Agenda

Accelerating the path to Superintelligence

September 29 – October 1, 2026Moscone South, San Francisco
Three tracks

Tracks Overview

track 01

Build adaptive AI infrastructure

Running AI in production is a different job from running anything else. The infrastructure decisions you make today—how you provision capacity, design for security, optimize throughput, and manage costs—determine how fast you can move tomorrow. In this track, hear from customers and CoreWeave experts on the latest in compute, networking, storage, observability, and security at AI scale, plus the platform patterns that turn raw infrastructure into systems your team can actually rely on.

track 02

Push models further

The expectations on your models keep growing—and the infrastructure and workflows behind them have to keep pace. In this track, hear from customers and CoreWeave experts who are pushing the model frontier on what they've learned running distributed training at scale, building RL pipelines that hold up in production, fine-tuning for real domain constraints, and the experiment tracking and deployment patterns that make every iteration faster.

track 03

Evaluate and monitor agents

Shipping an agent is the beginning of the work, not the end. Production agents live and die by how well you can see what they're doing, catch what's breaking, and turn real-world experience into continuous improvement. In this track, hear from customers and CoreWeave experts on how to gain end-to-end observability, surface failure modes, prevent regressions, and close the loop from inference back to training—so every user interaction makes your agent measurably better.

Track
01

Build adaptive AI infrastructure

Hear from CoreWeave customers and experts on building AI infrastructure—compute, networking, storage, observability, and security—that your team can actually rely on in production.

Sessions

Run AI workloads on NVIDIA Vera Rubin NVL72

Not every architecture leap is created equal. Learn what makes NVIDIA Vera Rubin NVL72 genuinely different—from its underlying architecture and the workloads it’s optimized for, to the performance gains it delivers over prior generations. Hear directly from CoreWeave’s product and engineering teams on what it actually takes to run AI workloads on Vera Rubin, so you can make an informed call on whether it’s the right next step for your organization.
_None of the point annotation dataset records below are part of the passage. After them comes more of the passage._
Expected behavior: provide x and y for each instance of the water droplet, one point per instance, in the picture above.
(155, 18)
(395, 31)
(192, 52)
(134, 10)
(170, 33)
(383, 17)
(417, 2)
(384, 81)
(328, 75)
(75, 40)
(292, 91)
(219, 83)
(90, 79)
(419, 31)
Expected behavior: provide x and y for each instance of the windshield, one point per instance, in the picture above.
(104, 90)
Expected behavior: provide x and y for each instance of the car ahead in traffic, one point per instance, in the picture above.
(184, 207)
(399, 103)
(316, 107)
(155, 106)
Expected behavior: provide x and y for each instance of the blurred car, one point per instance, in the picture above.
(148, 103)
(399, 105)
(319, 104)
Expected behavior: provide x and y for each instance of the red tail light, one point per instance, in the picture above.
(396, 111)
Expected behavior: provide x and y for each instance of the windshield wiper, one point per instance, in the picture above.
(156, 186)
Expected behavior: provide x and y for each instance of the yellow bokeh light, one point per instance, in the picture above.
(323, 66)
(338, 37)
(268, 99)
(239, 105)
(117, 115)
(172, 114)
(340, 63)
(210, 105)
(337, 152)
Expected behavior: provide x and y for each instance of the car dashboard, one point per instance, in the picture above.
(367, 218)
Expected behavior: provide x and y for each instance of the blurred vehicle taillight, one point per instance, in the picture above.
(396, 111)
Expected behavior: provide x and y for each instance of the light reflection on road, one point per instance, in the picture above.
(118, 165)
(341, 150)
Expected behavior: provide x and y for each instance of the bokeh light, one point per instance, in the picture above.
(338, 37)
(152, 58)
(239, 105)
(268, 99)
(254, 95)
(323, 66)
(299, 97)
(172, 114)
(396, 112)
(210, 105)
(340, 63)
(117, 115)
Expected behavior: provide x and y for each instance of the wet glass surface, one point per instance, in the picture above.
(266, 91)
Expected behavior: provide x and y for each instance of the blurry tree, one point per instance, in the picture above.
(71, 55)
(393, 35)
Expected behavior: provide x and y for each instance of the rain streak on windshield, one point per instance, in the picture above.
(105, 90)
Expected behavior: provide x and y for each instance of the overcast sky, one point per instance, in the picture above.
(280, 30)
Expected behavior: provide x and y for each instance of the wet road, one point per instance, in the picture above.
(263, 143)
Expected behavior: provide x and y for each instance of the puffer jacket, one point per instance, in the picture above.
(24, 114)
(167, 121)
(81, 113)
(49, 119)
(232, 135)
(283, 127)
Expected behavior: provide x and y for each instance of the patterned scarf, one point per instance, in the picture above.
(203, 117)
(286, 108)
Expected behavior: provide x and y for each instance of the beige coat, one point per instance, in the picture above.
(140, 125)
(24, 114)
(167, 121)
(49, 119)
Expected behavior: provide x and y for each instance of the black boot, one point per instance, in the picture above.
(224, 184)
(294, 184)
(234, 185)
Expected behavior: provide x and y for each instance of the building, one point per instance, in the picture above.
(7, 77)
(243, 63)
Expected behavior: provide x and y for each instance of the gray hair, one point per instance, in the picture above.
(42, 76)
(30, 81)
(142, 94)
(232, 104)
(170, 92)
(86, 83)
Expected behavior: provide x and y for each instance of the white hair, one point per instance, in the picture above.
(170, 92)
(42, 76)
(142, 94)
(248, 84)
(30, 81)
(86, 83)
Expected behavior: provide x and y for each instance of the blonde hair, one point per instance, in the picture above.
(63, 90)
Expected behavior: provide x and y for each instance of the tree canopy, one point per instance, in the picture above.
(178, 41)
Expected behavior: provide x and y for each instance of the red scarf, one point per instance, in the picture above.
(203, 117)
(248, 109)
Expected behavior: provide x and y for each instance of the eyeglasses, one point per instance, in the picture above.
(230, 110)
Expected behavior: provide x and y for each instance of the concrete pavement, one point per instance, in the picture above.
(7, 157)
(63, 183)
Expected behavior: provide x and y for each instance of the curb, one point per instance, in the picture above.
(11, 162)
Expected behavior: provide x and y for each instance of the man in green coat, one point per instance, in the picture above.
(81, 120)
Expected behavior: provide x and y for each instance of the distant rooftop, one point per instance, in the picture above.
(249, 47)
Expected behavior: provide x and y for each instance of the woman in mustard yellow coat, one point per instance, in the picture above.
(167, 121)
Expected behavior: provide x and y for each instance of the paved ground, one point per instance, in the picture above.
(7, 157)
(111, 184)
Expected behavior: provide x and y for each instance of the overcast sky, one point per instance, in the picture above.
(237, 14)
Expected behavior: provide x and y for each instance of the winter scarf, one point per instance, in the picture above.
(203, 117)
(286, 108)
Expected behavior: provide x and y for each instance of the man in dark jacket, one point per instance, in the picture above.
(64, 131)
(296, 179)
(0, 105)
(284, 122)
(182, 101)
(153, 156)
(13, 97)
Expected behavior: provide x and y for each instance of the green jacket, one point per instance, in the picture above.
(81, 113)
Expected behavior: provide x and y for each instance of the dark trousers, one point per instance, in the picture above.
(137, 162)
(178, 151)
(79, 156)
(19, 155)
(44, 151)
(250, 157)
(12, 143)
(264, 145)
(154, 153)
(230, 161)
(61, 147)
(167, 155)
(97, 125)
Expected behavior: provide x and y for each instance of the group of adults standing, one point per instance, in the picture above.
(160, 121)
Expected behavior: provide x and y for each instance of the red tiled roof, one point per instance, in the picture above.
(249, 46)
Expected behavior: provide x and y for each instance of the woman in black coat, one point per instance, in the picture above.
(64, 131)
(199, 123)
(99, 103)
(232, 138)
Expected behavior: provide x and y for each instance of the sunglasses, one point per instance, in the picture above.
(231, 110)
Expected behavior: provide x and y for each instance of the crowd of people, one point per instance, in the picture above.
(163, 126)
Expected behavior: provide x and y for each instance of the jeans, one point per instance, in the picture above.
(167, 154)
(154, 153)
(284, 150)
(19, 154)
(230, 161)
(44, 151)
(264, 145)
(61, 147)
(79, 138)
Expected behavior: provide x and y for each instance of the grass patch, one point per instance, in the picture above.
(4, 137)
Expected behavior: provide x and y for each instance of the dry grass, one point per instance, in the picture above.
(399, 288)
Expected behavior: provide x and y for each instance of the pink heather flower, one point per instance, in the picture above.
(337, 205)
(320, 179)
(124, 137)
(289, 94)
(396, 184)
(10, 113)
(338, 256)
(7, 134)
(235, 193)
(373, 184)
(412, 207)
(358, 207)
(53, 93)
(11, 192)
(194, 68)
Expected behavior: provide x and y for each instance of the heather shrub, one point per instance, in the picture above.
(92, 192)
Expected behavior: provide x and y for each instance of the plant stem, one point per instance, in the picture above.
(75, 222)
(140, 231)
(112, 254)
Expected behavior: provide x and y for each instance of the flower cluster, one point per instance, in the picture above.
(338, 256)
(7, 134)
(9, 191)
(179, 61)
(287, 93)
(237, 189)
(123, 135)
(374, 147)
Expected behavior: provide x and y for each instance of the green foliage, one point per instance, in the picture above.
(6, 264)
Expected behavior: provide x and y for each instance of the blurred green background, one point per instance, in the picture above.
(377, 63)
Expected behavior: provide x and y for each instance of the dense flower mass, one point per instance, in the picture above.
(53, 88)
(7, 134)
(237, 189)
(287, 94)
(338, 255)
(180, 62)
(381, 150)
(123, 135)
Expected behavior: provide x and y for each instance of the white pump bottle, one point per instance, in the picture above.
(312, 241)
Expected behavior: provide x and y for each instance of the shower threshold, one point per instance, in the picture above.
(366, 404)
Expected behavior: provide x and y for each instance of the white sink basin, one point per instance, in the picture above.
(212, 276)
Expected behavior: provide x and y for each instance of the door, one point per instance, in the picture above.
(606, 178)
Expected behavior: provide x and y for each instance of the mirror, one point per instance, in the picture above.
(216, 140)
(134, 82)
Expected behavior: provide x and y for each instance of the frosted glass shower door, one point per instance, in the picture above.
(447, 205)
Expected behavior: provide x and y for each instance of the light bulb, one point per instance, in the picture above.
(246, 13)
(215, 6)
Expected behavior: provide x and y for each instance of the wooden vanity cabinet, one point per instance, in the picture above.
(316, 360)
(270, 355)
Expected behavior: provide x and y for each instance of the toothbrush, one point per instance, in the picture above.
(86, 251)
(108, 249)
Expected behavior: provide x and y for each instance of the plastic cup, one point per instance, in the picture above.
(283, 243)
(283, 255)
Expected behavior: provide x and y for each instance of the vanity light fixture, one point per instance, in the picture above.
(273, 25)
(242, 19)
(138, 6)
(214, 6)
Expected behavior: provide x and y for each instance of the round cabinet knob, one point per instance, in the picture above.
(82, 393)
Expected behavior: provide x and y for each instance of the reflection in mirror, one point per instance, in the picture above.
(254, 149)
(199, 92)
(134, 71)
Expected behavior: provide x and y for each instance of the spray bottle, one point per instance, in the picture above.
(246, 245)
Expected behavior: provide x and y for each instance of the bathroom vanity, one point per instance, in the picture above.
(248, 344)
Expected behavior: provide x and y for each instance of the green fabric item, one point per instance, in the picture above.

Plan capacity and control costs at scale

In a constrained GPU market, the teams that win are the ones who know how to find available capacity and make smart decisions about how to use it. Learn how to evaluate spot, flex, and reserved models based on your workload needs. Use real-time usage dashboards to monitor spending and keep your team accountable. And apply the same cost management patterns that have helped CoreWeave customers meaningfully improve their infrastructure economics.

Secure your AI infrastructure end to end

Security gaps don’t announce themselves—they just get exploited. Learn how to design security into your AI infrastructure from day zero, covering identity and access management, workload isolation, secure sandbox environments, and encryption. Through real customer examples spanning multiple industries, you’ll see where organizations most commonly expose risk and what it takes to close those gaps before they become problems.

Operate AI seamlessly across clouds

Multi-cloud shouldn’t mean multiplying your operational overhead. Learn how to manage AI workloads across clouds and environments without the complexity that typically comes with it—from deploying Cross-Cloud LOTA and SUNK across providers to bridging cloud and on-premises infrastructure. You’ll leave with concrete, proven patterns for simplifying multi-environment operations, grounded in real customer examples.

Maximum token output with infrastructure optimizations

Token throughput isn’t just a model problem—it’s an infrastructure problem. Learn how decisions at the rack level,from cooling and rack design to orchestration and control planes, directly affect output at scale. You’ll learn how to benchmark throughput across configurations, understand the tradeoffs that matter when you’re operating at scale, and apply patterns that help your team push more tokens without sacrificing reliability or efficiency.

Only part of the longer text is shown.